BishopAccountability.org

The Lawyer Taking Down Minnesota’s Rapist Priests

By Justin Glawe
Daily Beast
June 9, 2015

http://www.thedailybeast.com/articles/2015/06/09/the-lawyer-taking-down-minnesota-s-rapist-priests.html


[with video]

Jeff Anderson’s fight for justice has nearly bankrupted the Archdiocese of St. Paul and Minneapolis and helped bring criminal charges against its leaders over sexual abuse--and he’s not done yet.

“Greg” walked into Jeff Anderson’s St. Paul office one day in 1983 and began telling a story that was then virtually unheard of: he’d been raped by a priest as a child.

Father Thomas Adamson was the culprit, Greg said, a priest who would eventually admit to abusing children throughout his 30-year career. Greg couldn’t turn to the police, his family, or his church so he sought Anderson’s help. Over the next 30 years, starting with Greg’s case, Anderson won a series of devastating lawsuits against the Archdiocese of St. Paul and Minneapolis, making a career out of outing priests for their misdeeds.

Partly as a result of that dogged pursuit, criminal charges were filed last week against the archdiocese, an unthinkable development to victims of abuse that span the better part of four decades. But it all started that day in 1983, with a man named Greg whose true identity Anderson has protected to this day.

“I went to the police and they said they couldn’t do anything because of the statute of limitations,” Anderson said, recounting his first foray into the murky legal territory of clergy sexual abuse. “Then I went to the archdiocese and asked them what they were going to do. They said ‘nothing,’ so I sued them.”

What now seems like common knowledge in 1983 was anything but. Still, the attorney’s legal maneuvering was effective enough to force the hand of the archdiocese. About a year after Anderson first met Greg, the pair had a glut of documents in their possession that listed priests who were repeat sexual offenders and administrators who were complicit in the cover-up.

“They came to me with a settlement of $1 million,” Anderson recalls. “But it came with a condition: They said usually in these cases we have you sign a confidentiality agreement”

“Wait a minute. Usually?”

Greg turned down the settlement and chose to pursue his abuser in court. Father Adamson escaped criminal accountability for his actions, which included his self-admitted abuse of boys from 1961 to 1984. The only thing that prompted his removal from the priesthood were the  lawsuits coming out of Anderson’s office. It was a good start, Anderson said, but still not enough justice for the victims.

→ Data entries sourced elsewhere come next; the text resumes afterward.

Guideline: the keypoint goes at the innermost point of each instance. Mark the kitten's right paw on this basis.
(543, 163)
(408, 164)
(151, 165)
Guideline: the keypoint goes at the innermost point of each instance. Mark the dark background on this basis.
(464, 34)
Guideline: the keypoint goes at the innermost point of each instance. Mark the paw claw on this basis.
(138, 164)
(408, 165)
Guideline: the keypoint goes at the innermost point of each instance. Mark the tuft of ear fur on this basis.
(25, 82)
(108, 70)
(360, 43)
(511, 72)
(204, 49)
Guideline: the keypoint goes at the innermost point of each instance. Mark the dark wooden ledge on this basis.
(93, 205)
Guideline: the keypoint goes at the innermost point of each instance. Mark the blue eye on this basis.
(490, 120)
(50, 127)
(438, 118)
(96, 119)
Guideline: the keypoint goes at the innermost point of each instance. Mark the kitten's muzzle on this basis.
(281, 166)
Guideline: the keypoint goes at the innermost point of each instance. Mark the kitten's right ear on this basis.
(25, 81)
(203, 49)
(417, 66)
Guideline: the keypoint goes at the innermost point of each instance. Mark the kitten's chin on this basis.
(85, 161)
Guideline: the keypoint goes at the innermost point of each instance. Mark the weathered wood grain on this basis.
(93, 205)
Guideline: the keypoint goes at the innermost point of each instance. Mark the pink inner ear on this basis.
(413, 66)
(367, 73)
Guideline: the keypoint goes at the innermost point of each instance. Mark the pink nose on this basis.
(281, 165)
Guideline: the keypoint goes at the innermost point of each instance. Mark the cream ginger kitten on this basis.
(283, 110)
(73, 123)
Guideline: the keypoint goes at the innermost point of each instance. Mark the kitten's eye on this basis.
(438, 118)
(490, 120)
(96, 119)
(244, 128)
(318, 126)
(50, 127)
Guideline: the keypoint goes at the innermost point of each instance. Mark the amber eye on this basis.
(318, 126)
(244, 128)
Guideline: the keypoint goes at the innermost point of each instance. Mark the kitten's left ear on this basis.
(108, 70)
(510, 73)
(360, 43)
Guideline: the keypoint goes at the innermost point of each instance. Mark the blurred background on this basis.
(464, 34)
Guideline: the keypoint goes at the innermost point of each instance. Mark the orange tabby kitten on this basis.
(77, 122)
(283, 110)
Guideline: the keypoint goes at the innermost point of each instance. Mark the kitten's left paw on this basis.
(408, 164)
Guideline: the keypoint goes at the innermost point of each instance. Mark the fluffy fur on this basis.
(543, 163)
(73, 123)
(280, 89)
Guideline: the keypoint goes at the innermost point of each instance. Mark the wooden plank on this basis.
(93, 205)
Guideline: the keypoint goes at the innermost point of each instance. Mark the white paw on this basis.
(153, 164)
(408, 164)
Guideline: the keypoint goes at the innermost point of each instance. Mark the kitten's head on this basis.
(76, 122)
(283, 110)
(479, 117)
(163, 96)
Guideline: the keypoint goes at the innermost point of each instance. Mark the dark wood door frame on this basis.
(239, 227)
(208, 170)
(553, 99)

Since then there have been hundreds of depositions — priests, bishops, archbishops, cardinals — and at least a few of Adamson himself.

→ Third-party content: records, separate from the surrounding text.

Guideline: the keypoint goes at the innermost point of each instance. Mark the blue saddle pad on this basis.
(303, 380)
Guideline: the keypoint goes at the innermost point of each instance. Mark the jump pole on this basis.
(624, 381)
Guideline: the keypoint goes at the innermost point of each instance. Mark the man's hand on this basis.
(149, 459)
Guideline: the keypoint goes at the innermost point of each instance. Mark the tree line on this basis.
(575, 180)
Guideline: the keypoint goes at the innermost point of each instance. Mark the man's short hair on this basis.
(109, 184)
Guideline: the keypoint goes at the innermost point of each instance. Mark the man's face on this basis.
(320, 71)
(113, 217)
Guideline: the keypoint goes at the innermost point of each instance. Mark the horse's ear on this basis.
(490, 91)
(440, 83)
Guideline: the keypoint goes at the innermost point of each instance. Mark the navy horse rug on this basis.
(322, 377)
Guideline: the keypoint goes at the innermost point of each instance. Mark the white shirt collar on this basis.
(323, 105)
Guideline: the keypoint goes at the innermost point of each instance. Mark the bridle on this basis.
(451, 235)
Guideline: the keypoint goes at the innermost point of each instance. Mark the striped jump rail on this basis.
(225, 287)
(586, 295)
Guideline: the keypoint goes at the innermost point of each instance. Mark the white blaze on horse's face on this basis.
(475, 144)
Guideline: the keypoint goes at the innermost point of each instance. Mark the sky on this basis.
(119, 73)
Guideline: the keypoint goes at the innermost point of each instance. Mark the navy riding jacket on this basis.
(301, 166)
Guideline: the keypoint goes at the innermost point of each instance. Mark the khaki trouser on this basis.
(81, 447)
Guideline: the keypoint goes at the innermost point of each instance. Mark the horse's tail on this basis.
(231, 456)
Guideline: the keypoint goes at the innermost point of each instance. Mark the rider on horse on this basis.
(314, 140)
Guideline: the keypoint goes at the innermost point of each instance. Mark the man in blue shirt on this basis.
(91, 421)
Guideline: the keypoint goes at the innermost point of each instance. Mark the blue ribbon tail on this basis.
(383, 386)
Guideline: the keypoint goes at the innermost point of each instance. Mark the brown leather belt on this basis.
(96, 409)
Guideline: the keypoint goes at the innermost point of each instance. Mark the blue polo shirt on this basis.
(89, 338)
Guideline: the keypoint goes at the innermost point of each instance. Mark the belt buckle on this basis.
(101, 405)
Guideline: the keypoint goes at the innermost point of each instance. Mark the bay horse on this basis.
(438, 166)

If you’re interested in seeing the face of a man who used his position of authority as leverage over the most vulnerable among us, there is Adamson, wearing a sweater vest and drinking a Diet Coke as Anderson forces him to admit he used vibrators on young boys.

There Adamson is admitting he sometimes ejaculated on them, saying how it began with masturbation and became oral sex.

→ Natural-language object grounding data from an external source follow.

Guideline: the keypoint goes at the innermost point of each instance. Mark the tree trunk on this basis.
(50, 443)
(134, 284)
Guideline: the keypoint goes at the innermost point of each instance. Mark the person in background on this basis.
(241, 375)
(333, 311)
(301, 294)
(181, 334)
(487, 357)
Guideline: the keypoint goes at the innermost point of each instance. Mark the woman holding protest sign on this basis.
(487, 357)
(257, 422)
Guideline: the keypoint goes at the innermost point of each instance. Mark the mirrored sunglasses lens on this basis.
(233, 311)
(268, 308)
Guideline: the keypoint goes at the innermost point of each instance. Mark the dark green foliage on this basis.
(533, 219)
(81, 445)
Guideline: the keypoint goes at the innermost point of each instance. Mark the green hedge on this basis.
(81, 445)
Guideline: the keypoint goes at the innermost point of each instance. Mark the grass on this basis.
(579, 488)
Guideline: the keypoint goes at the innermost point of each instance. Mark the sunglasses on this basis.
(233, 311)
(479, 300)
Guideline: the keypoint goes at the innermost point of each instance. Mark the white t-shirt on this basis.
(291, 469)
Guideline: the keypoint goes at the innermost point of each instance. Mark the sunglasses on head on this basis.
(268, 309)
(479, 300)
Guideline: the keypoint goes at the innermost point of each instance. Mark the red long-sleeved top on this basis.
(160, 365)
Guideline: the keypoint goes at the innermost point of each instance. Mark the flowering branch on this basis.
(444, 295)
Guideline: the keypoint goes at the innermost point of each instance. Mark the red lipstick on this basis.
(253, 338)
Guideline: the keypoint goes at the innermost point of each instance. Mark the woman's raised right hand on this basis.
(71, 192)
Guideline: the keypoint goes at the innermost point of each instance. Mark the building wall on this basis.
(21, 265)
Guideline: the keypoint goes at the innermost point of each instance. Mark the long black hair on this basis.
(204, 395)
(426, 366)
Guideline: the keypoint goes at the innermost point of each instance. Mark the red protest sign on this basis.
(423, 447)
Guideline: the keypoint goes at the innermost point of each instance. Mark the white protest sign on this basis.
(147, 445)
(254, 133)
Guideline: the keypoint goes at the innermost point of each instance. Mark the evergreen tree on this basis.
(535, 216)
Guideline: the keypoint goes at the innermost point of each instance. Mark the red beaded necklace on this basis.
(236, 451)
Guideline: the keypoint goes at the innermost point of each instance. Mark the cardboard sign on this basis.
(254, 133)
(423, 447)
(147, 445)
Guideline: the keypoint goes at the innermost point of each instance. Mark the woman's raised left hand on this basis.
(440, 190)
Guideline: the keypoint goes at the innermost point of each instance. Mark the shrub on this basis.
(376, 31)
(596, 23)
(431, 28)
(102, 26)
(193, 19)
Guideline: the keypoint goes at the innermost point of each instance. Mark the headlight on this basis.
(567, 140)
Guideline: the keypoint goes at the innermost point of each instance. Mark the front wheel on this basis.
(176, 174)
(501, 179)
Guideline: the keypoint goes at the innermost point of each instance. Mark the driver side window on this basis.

There Adamson is refusing to say how many victims there were during his three decades as a clerical-collar criminal.

If that seems like too much, like a lawyer taking a victory lap after defeating an already defeated old man, know that Adamson doesn’t think he should have ever served jail time for raping children.

After that there were more priests, too many to name. But the biggest was Father James Porter, who, unlike Adamson, provided an estimate of the children he molested. Over the span of a 30-year career, Porter admitted to abusing more than 100 boys. With the Porter and Adamson cases, Anderson was able to prove that the actions of the church were a “nuisance,” a legal distinction that allowed the attorney to question priests in depositions over the years. It still wasn’t enough.

With the statute of limitations for sex crimes preventing new legal cases from being brought forth, Anderson and others sought to convince  legislators to change the law. In 2013, they succeeded with the passage of the Minnesota Child Victims Act, which lifted the statute of limitations allowing for new civil cases to be filed. Thanks to that breakthrough, and the previous decades of lawsuits that preceded it, the Archdiocese of St. Paul and Minneapolis declared bankruptcy earlier this year, freezing a few civil cases on its docket. Then last week, the Ramsey County Attorney’s Office in Minneapolis announced criminal charges against the archdiocese, specifically that its leaders failed to protect the children under their care.

That’s still not enough for Anderson.

“Heat and light. And public shame and the crucible of the courtroom. That’s what it’ll take.”

If you’re looking for a powerful tale of redemption, of victim becoming survivor, you’ll have to look up Anderson’s clients. For the lawyer there is no compelling personal history to speak of. One day, a man walked into Anderson’s office and said he’d been wronged. It turns out the man was right, and there many more just like him. Everything that has occurred since then is simply a matter of work. Anderson just happens to believe that what he does is a higher calling.

“We’re on the side of light and they’re not.”